Change #5: Swapping striving for simplicity and slowness
“Speed. I. Am. Speed.” In the Disney/Pixar film “Cars,” Lightning McQueen sums up our race against time. My kids’ packed schedules bore witness to everything I’ve been trying to squeeze in before they leave our nest. And last June, that squeezing left us with several hundred dollars worth of unused dance recital costumes.
I’m tired of FOMO. This year has reminded me that there is beauty in missing out. There’s beauty in not pressuring every moment of the day to ooze productivity. Mainly because we are going slow enough to actually notice the beauty around us.
And what does it really mean to be “behind” in school? I am an educator who has a high appreciation of objectives and standards. Scope and sequence are my bread and butter. But what is the rationale behind the timelines? And what is the pressure driving the rationale? My family isn’t using our comfort with homeschool to have our kids “get ahead” of their peers this year. Rather, the release in pressure is allowing us to slow down and savor our studies. As a result, they are loving learning…and reading…and writing…more than ever.
Change #6: Learning to release indignation
“Indignation” is the “Christian” way of rationalizing — and often sanctifying — our own anger-related thoughts and actions. If someone responds in a different way than we do — and we can point to a biblical principle — we can justify our anger without another thought. Fancying ourselves biblical prophets, we can point fingers at others without pointing them at ourselves.
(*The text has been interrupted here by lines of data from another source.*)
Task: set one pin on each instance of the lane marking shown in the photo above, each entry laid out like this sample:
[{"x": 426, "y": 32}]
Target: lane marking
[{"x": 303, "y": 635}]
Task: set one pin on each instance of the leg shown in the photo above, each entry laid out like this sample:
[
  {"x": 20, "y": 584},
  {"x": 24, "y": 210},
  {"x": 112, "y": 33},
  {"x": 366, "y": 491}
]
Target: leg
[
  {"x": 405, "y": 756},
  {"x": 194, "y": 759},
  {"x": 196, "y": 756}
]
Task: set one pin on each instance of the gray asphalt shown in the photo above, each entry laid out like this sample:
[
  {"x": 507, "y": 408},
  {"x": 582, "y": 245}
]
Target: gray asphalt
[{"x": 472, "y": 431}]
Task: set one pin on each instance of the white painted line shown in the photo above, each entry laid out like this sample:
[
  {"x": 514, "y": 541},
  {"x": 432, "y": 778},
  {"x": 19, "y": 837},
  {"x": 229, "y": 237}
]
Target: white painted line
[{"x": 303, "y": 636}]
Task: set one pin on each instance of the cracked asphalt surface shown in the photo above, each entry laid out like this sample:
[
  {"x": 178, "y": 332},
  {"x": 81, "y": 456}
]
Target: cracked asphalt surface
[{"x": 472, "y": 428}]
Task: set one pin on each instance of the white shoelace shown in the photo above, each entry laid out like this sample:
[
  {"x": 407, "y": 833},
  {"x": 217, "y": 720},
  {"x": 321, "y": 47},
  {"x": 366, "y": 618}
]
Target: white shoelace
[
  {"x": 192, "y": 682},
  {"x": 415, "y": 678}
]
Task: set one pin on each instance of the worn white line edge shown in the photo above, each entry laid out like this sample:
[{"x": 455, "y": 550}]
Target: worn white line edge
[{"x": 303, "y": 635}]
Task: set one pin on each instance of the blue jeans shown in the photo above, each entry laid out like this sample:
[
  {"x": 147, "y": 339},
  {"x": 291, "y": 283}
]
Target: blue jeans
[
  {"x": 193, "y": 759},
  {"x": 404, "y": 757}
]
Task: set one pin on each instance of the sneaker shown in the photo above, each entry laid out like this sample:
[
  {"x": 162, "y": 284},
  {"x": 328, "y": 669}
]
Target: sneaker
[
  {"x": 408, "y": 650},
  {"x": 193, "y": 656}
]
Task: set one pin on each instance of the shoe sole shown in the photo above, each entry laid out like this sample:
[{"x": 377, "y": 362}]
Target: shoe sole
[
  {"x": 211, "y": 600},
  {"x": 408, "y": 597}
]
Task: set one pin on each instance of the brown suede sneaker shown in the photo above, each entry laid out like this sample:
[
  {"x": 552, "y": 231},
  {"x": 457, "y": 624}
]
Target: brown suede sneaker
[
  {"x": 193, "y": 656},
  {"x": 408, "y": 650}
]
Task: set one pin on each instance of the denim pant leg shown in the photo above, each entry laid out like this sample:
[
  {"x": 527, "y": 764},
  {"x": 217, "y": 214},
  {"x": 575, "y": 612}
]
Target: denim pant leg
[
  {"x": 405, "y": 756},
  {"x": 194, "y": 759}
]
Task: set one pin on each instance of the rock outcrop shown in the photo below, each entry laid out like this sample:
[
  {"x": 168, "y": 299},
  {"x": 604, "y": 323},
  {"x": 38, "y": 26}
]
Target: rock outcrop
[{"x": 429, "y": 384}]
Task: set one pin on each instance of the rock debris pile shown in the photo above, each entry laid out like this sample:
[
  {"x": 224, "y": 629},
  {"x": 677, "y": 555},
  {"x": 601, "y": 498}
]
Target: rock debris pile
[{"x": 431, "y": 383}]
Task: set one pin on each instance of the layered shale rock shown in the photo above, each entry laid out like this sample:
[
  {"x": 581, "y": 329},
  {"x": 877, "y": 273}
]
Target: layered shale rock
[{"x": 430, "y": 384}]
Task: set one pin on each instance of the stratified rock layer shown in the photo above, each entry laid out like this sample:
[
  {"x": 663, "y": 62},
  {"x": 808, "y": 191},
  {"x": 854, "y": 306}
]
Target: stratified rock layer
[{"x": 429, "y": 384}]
But indignation is a smoke screen to help us ignore deeper issues. Like all emotions, anger points to something deep within us. From that perspective, it is a gift to help us ask questions like: Why does this make me angry? Why am I responding like this? Why don’t other people appear to be responding as strongly as I am?
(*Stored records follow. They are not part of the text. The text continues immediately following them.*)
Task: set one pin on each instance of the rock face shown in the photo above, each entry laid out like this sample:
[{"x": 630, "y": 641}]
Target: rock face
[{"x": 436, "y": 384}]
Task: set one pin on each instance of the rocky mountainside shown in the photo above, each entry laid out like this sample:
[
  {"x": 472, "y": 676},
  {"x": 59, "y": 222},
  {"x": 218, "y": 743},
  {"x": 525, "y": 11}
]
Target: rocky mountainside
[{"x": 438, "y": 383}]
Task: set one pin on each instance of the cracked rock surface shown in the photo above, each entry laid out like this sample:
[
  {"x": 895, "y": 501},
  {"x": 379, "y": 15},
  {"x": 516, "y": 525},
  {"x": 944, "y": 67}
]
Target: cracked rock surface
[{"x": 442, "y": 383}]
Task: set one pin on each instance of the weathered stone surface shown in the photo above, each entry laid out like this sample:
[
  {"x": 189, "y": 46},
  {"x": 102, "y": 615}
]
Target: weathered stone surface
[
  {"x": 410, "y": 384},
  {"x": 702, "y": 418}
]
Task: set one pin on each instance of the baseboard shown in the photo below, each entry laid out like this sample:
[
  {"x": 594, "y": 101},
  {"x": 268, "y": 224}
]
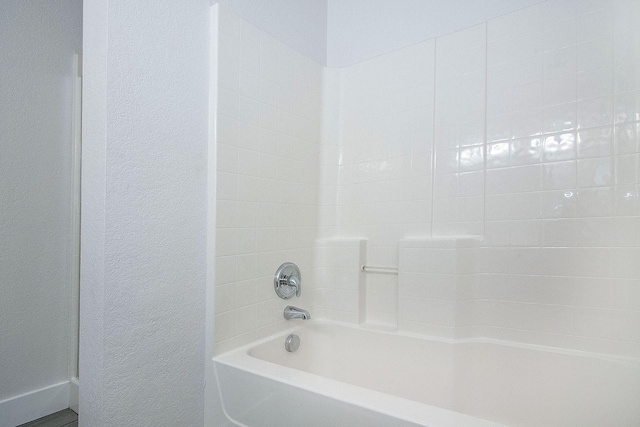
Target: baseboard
[
  {"x": 74, "y": 394},
  {"x": 34, "y": 404}
]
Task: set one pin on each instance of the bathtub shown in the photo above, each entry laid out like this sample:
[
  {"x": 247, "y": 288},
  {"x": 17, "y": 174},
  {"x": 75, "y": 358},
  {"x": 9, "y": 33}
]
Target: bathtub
[{"x": 350, "y": 376}]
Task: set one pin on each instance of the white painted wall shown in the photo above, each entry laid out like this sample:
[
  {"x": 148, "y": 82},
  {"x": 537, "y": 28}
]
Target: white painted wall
[
  {"x": 361, "y": 29},
  {"x": 144, "y": 213},
  {"x": 300, "y": 24},
  {"x": 39, "y": 39}
]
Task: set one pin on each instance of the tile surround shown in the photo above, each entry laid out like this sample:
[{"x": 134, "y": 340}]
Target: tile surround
[{"x": 523, "y": 130}]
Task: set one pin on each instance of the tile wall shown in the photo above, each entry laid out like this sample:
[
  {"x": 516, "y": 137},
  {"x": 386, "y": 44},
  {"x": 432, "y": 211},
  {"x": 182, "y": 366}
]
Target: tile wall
[
  {"x": 533, "y": 121},
  {"x": 381, "y": 146},
  {"x": 460, "y": 121},
  {"x": 268, "y": 135},
  {"x": 522, "y": 131},
  {"x": 562, "y": 212}
]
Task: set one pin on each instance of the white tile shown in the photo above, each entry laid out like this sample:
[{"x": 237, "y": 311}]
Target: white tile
[{"x": 595, "y": 172}]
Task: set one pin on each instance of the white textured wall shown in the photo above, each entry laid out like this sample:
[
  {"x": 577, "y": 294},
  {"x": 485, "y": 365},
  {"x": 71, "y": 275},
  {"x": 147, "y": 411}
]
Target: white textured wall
[
  {"x": 361, "y": 29},
  {"x": 144, "y": 213},
  {"x": 300, "y": 24},
  {"x": 39, "y": 39}
]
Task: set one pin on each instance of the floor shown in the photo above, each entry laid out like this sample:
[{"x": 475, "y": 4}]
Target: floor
[{"x": 66, "y": 418}]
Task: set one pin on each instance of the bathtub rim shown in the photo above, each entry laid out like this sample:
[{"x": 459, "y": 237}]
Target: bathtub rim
[{"x": 387, "y": 404}]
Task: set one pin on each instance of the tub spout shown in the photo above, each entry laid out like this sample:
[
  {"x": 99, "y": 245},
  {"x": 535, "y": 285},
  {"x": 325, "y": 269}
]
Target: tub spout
[{"x": 291, "y": 312}]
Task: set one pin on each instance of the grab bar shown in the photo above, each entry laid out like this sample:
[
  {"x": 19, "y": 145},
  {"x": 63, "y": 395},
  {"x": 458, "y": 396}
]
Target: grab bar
[{"x": 379, "y": 270}]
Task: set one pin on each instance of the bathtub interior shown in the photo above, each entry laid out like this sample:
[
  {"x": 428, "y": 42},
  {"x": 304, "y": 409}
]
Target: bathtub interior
[{"x": 480, "y": 380}]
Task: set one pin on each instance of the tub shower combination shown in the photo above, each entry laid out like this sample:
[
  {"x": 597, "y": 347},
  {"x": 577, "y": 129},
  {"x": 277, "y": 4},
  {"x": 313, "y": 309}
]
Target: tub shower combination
[{"x": 322, "y": 373}]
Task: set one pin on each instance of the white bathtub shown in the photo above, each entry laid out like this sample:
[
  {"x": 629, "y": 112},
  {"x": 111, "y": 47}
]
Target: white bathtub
[{"x": 348, "y": 376}]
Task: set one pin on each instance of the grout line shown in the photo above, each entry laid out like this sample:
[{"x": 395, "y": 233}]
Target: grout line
[
  {"x": 433, "y": 135},
  {"x": 486, "y": 114}
]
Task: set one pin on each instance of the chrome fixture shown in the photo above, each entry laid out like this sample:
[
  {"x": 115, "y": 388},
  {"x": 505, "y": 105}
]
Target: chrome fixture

When I release my right to be indignant, it allows me to focus on these deeper questions and point the finger at my own heart instead of theirs.
This year has triggered a lot of emotion. Yes, there has been anger. There has also been deep sadness and surprising joy. But it is disciplining me to take a deeper look into what God wants to do inside me.
A Prayer in Progress
Just as the pandemic is still in progress, God’s work in me remains in progress as well. We don’t yet know all the ways the world will be different when it opens back up. But I, for one, won’t be trying to force it back into its old mold.
God has been at work during this pandemic, not just in me, but in his church. He has been shaking and shifting as he continues doing the slow work he began in Jesus. Where we see death, he sees resurrection. Where we see ashes, he sees the promise of beauty. And where we see our old ways fading away, he sees the renewal of all things.